We planned an overnight at the western shore, slightly north of Listvy anka, to watch the weather and do a turnaround if necessary, or simply wait. Equipped with spikes that we had attached to our hiking boots and sunglasses we made some good headway in good weather conditions. The next day we wanted to walk towards Babushkin and pitch our tent on the ice. My companion had caught a cold in Irkutsk and was not in the best condition, but she insisted on keeping on walking and so we started the second day in a little less good weather. We had to wait for some time until the clouds had mostly vanished. We walked for a couple of hours and made only a few small breaks to have some tea. We were surprised at how few of the TarrossiY, those hard-to-cross ice barriers, were around. That year the ice on southern Baikal must have had frozen in some sort of tranquility.
In the afternoon wind came up, which was not very comfortable, and soon it started snowing and the view of the mountains ahead of us got worse and worse. Shortly after that we could only make our way by compass, and so we took a shorter way to Priboi to get to the shore more quickly. In the evening we were looking for a good spot for out tent. We seemed to have found a good, wind-protected area behing a towered-up floe. But as soon as we had dug a hole into the snow-drift behind it, the ice underneath started cracking so loudly that we were willingly ready to find another, "tectonically" more safe spot. This meant no more wind-protection, and so we had to set up the tent in the middle of a big and safe but bare spot. With ice screws we anchored our little home and put big ice blocks around our tent so we would not be blown away.
Soon the cooker made its humming noise in the wind and we started feeling a lot better having tea and noodles in the wind-shade. Noodles seriously cannot taste better than after marching though winterly -20°C. Throughout our "feast" the wind picked up speed so I tied the tent down even more tighly with some extra cords. We sure fell asleep quickly. Suddenly in the middle of the night i got woken up by scratching noises and big turmoil outside. Who could be there now? After checking outside it was clear that the wind had turned into a very stiff breeze and the drifting snow was rustling on the outer tent. We had forgotten to burden one of the edges which now was fluttering in the wind and made a hell of a noise. Back in my sleeping bag I was awaiting our roof to fly away, really.

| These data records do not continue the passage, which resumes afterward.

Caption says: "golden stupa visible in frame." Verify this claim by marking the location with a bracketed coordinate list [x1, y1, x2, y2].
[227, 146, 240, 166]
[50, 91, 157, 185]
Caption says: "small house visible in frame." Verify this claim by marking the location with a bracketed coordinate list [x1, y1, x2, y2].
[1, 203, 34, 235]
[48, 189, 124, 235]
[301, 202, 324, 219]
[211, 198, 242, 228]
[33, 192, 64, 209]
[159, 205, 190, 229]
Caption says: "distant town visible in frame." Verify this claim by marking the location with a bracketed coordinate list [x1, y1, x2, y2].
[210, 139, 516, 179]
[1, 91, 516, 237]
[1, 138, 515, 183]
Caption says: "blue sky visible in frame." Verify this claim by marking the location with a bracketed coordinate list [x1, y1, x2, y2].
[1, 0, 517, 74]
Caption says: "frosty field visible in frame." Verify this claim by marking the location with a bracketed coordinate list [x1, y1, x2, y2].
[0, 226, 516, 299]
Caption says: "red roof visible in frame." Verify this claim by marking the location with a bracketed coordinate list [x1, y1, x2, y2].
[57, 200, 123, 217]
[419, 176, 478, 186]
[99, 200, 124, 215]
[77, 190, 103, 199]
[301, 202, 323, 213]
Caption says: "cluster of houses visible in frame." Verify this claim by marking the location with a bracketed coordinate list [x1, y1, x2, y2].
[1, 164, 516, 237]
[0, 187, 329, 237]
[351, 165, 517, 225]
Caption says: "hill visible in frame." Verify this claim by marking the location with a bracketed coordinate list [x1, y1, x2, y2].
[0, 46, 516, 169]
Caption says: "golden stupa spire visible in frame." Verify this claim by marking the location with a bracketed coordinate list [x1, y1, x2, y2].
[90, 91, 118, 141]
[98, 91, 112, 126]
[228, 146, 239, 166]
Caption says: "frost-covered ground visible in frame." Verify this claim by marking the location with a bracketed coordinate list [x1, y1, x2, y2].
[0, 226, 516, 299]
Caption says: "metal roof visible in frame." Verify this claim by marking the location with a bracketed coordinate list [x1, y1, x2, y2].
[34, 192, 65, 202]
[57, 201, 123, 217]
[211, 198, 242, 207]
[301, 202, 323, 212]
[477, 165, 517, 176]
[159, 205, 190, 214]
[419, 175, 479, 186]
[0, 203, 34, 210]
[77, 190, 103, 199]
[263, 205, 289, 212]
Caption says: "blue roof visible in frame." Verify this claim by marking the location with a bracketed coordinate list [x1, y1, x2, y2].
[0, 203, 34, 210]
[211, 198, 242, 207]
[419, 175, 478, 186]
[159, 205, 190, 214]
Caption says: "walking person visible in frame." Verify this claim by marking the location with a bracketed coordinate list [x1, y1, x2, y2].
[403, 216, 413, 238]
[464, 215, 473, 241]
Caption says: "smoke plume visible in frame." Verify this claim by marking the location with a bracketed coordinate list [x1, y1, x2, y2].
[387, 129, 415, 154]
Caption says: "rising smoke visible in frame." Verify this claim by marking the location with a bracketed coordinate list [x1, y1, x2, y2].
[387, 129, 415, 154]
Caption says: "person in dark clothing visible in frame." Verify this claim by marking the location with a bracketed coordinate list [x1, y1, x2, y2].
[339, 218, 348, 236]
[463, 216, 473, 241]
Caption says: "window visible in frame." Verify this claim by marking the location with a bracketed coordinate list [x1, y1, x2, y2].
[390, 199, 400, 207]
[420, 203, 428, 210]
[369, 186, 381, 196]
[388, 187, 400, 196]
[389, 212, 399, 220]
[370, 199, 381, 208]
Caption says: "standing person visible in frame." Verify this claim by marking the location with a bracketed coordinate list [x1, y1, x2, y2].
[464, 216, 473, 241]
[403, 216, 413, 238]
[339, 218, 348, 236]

But besides a pretty cold and nebulous morning the storm did not bless us with anything else. The sight was down to zero and the ice was covered in fresh snow. No good pictures, but even worse, all the cracks and warpings would be not visible. Also, my companion was doing worse, and so we started walking right after breakfast to finally reach the other shore. The year before we had had hardly any snow and the blank black ice was delivering phantastic views of crystals and shapes. Now we were stamping through hip-deep snow and fought our way through long ice-barriers. The sight got a little better, but still we were a little disappointed. Especially Kathrin, a photographer by profession, had wished for a little more. In the afternoon we walked across the last ice-barriers close to the shore. We could already see several farms and trains of the Transsib-line. We took a turn to the close town of Perejomnaja. Exhaustedly we reached the eastern shore and walked to the transsib station, where the Elektritshka, the regional train, stopped, too. As we had two hours to waste until our train departure we boiled some more tea. Then we went to Sljudjanka on the train and transfered back to Irkutsk the very evening. Basically a very small stroll of three days that only turned to extremes because of the weather.
Hikes across the Baikal always require careful preparation, no matter how short the trip might planned out to be. The weather can change, as in our case, rapidly and trap you in the middle of nowhere for days. More than sufficient food supplies and fuel need to be taken onto your trip, ice screws are a must, and some extra warm clothing. Friends from Potsdam crossed the entire lake from south to north (check the trip out at www.crossbaikal.de), which is a completely different dimension and cannot be compared to our little hike. If you are interested in a hike like this, you are welcome to contact me personally (email). A more diverse and interesting landscape can be found on (more time-consuming) hikes either around the peninsula of Svjaty Nos or of the Isle of Olchon. We did those that very same winter. All I can do is wish you a good time out there!